Some observations now that I'm back in the saddle...
* Bonds have been rallying for a couple weeks now ... despite stronger-than-expected inflation news. That raises an important question -- Why?
*I'd point to the subprime mortgage carnage. Things are NOT getting better there ... they're getting worse. Indices that measure the cost of credit protection on high-risk mortgage loans are blowing out (meaning, credit protection is getting much more expensive to buy) and more lenders are going under daily.
Moreover, the Wall Street Journal has a story today (subscription required) making the point I laid out for you several days ago: If home buyers with bad credit can no longer get the riskiest subprime mortgages, it will impact overall home sales at the margin, and prolong the housing slump. That, in turn, could weaken the economy and push the Fed toward easing rates at some point down the road.

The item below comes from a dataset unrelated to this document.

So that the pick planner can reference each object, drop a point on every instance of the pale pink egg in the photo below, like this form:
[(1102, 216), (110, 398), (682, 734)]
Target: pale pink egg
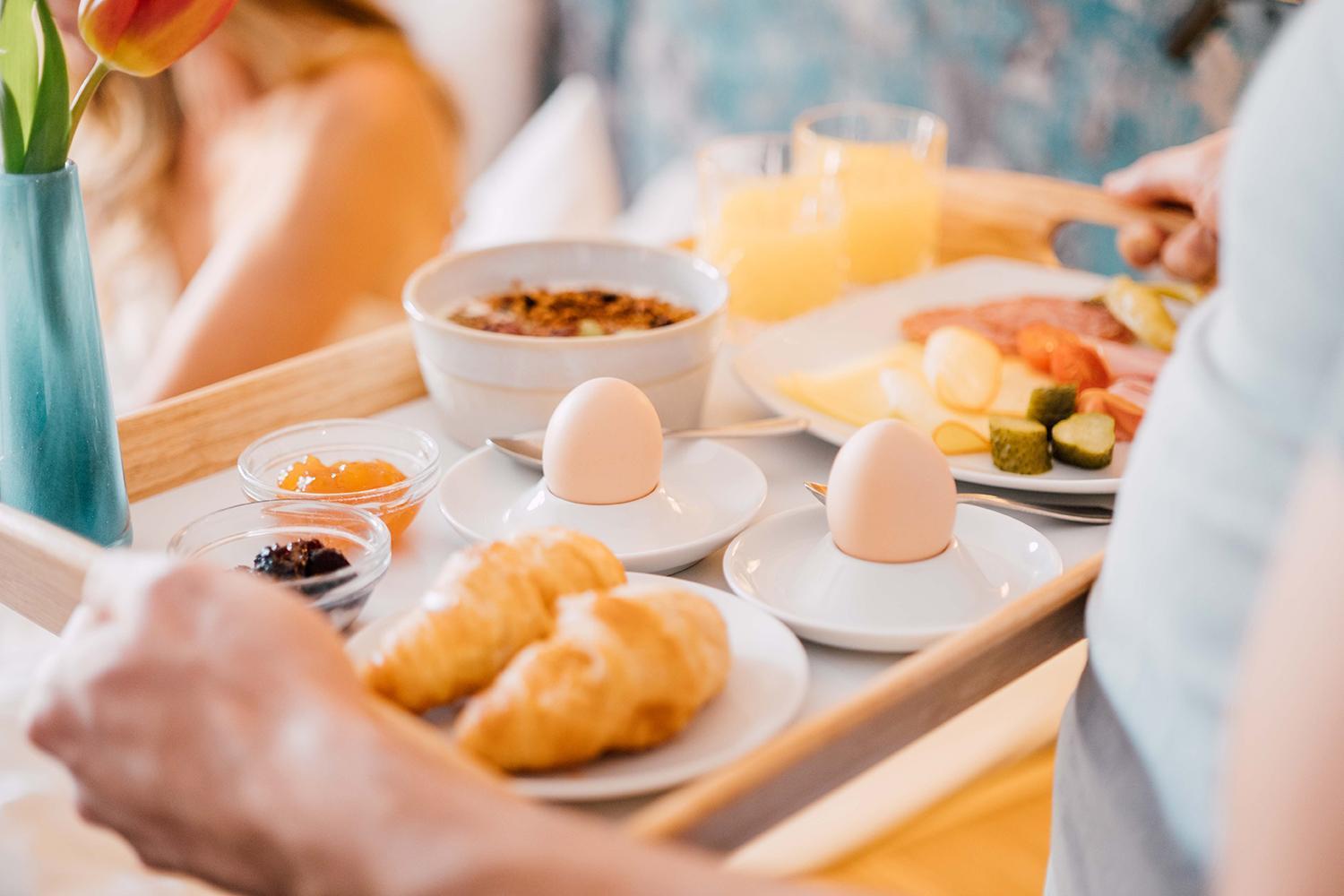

* What else is noteworthy out there? My "loose money" indicators continue to go bonkers. Gold surged almost $22 an ounce in one day last week. The yellow metal has been steadily climbing since early January, and the only significant technical resistance left is at the old May 2006 high around $730.
At the same time, the biggest-ever leveraged buyout -- $45 billion -- was just announced. And "carry trade" currencies like the Australian dollar and New Zealand dollar are running. Both are closing in on fresh multi-year highs against the U.S. dollar.